The simplest is doing nothing. Just wait for 20 years and then grab what is waiting for you. Period. But if you are an investor, can you really wait for 20 years without knowing what happens? I don’t think so.
The other thing is, yes, to observe. And while you observe, you see 2 things happen:
- first: you see the movements of your investments. Up… down… up… down… down… up… etc. in a very erratic way, and hopefully more up than down.
- second: in the same time you see, very steadily, shorten your investment horizon, which implies a gradually growing uncertainty of the outcome.
You should begin by setting your goal, for example a very acceptable 5% annual return (can be anything, but the higher your expectations, the lower the probability that they will materialize). Then you invest (all at once, or gradually spread over one or two years, whatever you like). Therafter you wait and observe. If your goal was 5% a year, which means a total gain of 165.33% after 20 years (compound interest) what you should do is simple: say your investment goes up and the moment it reaches this gain of 165.33% : SELL and get out. You already have what you wanted and moreover you eliminated all risk. It does not matter whether this occurs after 5, 10 or 15 years.

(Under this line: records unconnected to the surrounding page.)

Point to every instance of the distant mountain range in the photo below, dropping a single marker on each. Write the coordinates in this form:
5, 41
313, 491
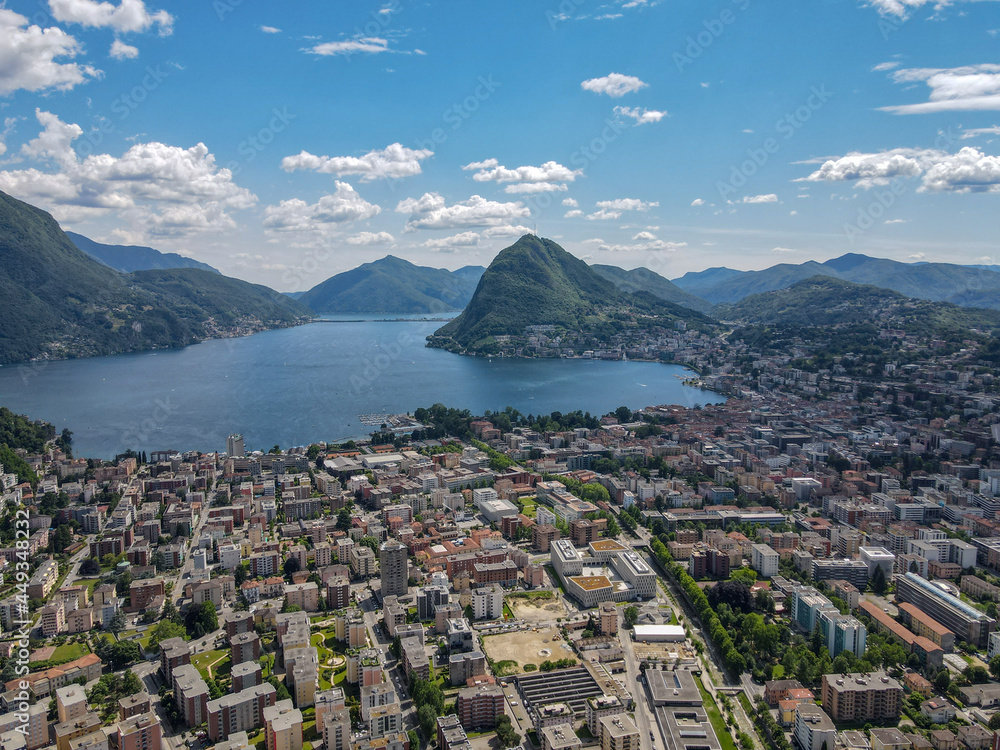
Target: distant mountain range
644, 280
129, 258
57, 301
967, 286
393, 285
536, 282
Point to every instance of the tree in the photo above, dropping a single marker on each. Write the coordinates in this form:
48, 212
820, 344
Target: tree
117, 623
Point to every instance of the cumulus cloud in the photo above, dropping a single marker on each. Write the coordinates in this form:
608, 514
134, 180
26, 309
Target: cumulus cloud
614, 85
394, 161
968, 171
430, 211
344, 205
370, 238
549, 177
901, 9
28, 57
963, 89
641, 116
450, 244
507, 230
128, 16
155, 188
976, 132
122, 51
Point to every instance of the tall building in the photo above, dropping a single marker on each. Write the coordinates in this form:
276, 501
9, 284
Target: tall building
967, 622
140, 732
393, 558
234, 446
283, 726
861, 697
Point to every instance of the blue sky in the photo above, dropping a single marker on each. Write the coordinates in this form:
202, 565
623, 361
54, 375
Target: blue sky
283, 143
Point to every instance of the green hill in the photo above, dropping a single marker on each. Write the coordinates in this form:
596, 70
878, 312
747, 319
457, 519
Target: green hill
822, 301
56, 301
129, 258
393, 285
644, 280
967, 286
535, 282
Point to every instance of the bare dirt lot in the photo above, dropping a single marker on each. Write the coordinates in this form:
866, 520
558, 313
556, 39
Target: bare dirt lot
537, 610
527, 647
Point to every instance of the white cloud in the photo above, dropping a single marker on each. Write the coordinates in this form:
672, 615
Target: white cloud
370, 238
153, 187
872, 168
430, 211
964, 89
976, 132
121, 51
445, 244
642, 116
653, 245
614, 85
367, 44
342, 206
901, 9
28, 57
128, 16
550, 177
394, 161
970, 170
507, 230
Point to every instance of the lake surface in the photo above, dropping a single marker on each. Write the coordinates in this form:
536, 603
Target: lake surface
298, 385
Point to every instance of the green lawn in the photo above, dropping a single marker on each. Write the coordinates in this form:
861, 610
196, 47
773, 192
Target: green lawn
69, 652
202, 660
715, 717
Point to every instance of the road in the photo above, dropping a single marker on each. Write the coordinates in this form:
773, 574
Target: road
644, 718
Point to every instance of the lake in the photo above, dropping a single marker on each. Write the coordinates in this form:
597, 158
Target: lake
298, 385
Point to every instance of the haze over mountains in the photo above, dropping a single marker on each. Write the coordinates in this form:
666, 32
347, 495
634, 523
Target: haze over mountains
394, 285
968, 286
57, 301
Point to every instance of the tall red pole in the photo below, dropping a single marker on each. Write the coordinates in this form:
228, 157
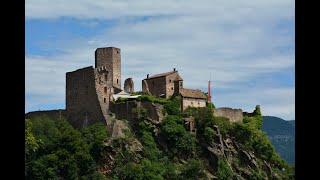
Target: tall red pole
209, 94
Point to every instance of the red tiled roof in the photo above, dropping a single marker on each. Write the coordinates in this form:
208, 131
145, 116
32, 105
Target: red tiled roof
192, 93
162, 74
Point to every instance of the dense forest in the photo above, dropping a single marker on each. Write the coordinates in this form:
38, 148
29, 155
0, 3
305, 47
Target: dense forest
147, 150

In short: three steps, two possibilities
Step 1. fix your goal, which is an annual return, but calculate the corresponding total value at the end of your investment horizon.
Step 2. invest and observe
Step 3. possibility 1: at some moment your investment reaches your target total value: sell and get out,
or possibility 2: your investment never reaches your target total value, so at the end of your investment horizon, sell and get out with what you have.